File Descriptors as Capabilities
Capsicum extends file descriptors to include the notion of what you are allowed to do with the file. They already have some limited support for this. If, for example, you specify O_RDONLY to the open() system call, then you will get an error if you try writing to the resulting file descriptor. This is largely advisory: There is nothing stopping you from using fstat() to get the original path, and then opening it in a new mode.
This is where Capsicum enters the picture. After a call to cap_enter(), the program is in capability mode and is not allowed to create any new file descriptors via most of the standard mechanisms.
In particular, system calls like open() and socket() will simply fail. This has the advantage that it's a very simple test to perform and therefore quite easy to get right: Just check one flag and give up if it's cleared.
Capability file descriptors behave just like normal ones. You can pass them to any system call that expects a file descriptor, but you may get an error if you don't have the correct rights. These include read and write permissions—and also a variety of other things.
For example, you can create a socket that can be used with bind() and accept() system calls to accept incoming connections, but not with anything else. This means that you can easily create a server that is incapable of creating outgoing connections, so a worm that infected it would not be able to dial home and report the infection, nor propagate further except to the clients that connect. This can be quite useful because it would require both a client and a server exploit to propagate; it wouldn't be able to just jump from server to server.
The basic structure of a simple program using Capsicum is to create some file descriptors with open(), socket(), or similar calls; use cap_new() to restrict them to a certain subset of operations; and then call cap_enter() and run the rest of the code. In this limited mode, any bugs are very difficult to exploit.
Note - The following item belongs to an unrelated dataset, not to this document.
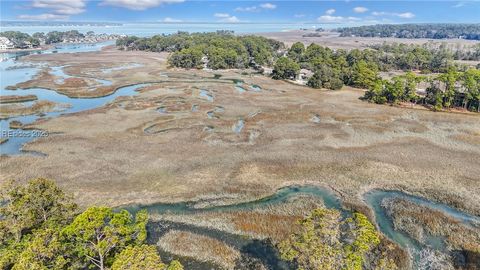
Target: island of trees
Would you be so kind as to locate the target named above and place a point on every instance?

Being able to limit the set of files that you can access is useful, but in most cases you don't know exactly what set of files you will need to access, and you often don't. A simple example is temporary files, where a program may create a variety of them over its lifetime. You certainly don't want to hold a file descriptor at program start for every temporary file that you might ever need over the program's lifetime.
The simplest solution is provided via the openat() system call. This is similar to the open() system call, but takes a file descriptor as the base path. If you wanted to access a temporary directory, then you would do something like this:
char template = "/tmp/myAppXXXXX"; template = mkdtemp(template); int tmp = open(template, O_RDWR); int tmpdir = cap_new(tmp, CAP_LOOKUP | CAP_CREATE | CAP_READ | CAP_WRITE); close(tmp); cap_enter(); int tmpfile = openat(tmp, "newtempfile", O_CREAT | O_RDWR
This new temporary file can be created and used, giving roughly equivalent functionality to a chroot. There are several differences, most notably that the process can have several of these environments. For example, a web server could hold one file descriptor open for each user's public_html directory, but still be unable to see any of the rest of the filesystem.